In my own field of Acute Kidney Injury two recent epidemiological studies have shown that obesity is a risk factor for they disease after accounting for other factors (1,2). What is surprising, though, is in one study (note to reader…always take the epidemiology of just one study with a dose of caution) looking at patients with Acute Respiratory Distress Syndrome (ARDS) the body mass index was associated with decreased mortality.  However, AKI remained associated with increased mortality even after adjusting for body mass index.  I hope this kind of science will lead to further discovery of what may be protective measures in obese people with ARDS and be able to artificially apply those measures to all people.  This seems a better approach than taking one study like this and only one outcome from it (albeit an important one) and using it to say “Fat is OK.”

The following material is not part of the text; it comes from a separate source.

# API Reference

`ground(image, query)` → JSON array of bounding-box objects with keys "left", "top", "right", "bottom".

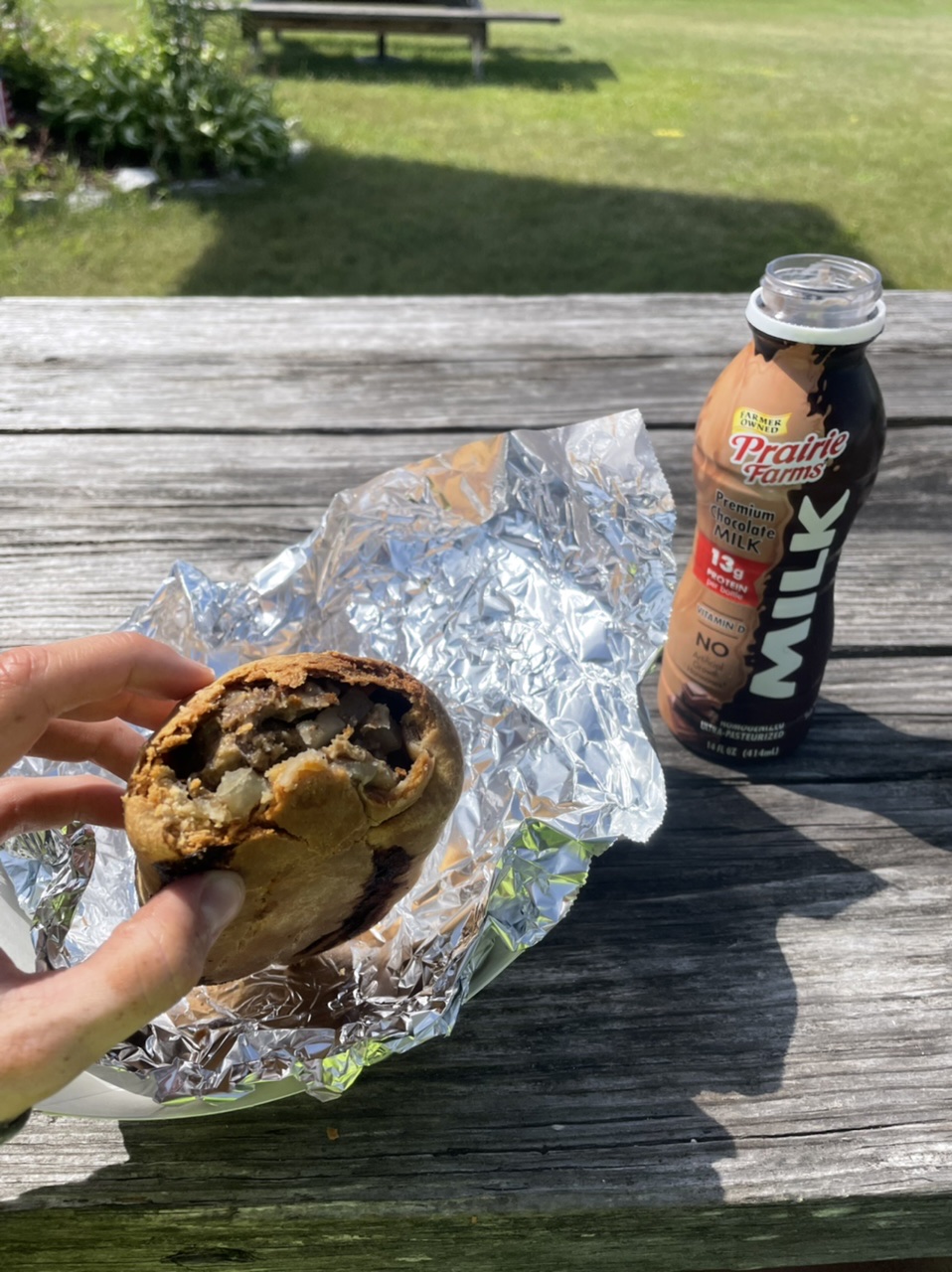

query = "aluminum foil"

[{"left": 0, "top": 410, "right": 675, "bottom": 1101}]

Dr Pause and her colleagues are advocating for a health centric rather than obese centric approach.  Seems sensible to me.  I would imagine that is exactly why most medical professionals do when they point out that some of someone’s health problems are due to their weight. What is becoming apparent, and may require changes in medical practice, is that the process of losing weight may be detrimental to health.  This is based on the theory that toxins stored in fat tissue are released when someone looses weight.  The rate of weight loss may be relevant here and whether is is kept off (a rare occurance apparently).  As it is the kidneys deal with toxins I’d like to see if dieting is a risk factor for Chronic Kidney Disease (obesity is).  Certainly, looking at the effects of dieting on health is a worthwhile research topic.  However, this begs the question – why store those toxins in the first place!  In the process of getting fat what damage has been done though the ingestion of large volumes of sugars? Is feeding our children poor nutrition resulting in some of them getting fat acceptable under any circumstance?  I think not.

Dr Pause appears to me to be in danger of cheery picking the science to support her social and political campaign.  Her statement that the “science is on her side” raised my “warning” antennae. It is the language of “me” verse “them” which I find distinctly unhelpful knowing that there are many scientists who will say “no it’s not.”  That some are prepared to challenge conventional wisdom in medicine is a good thing.  That they are prepared to use science to do so is even better.  However, it is beholden on all scientists to maintain objectivity .  This is not always easy and no doubt much harder when one feels discriminated against.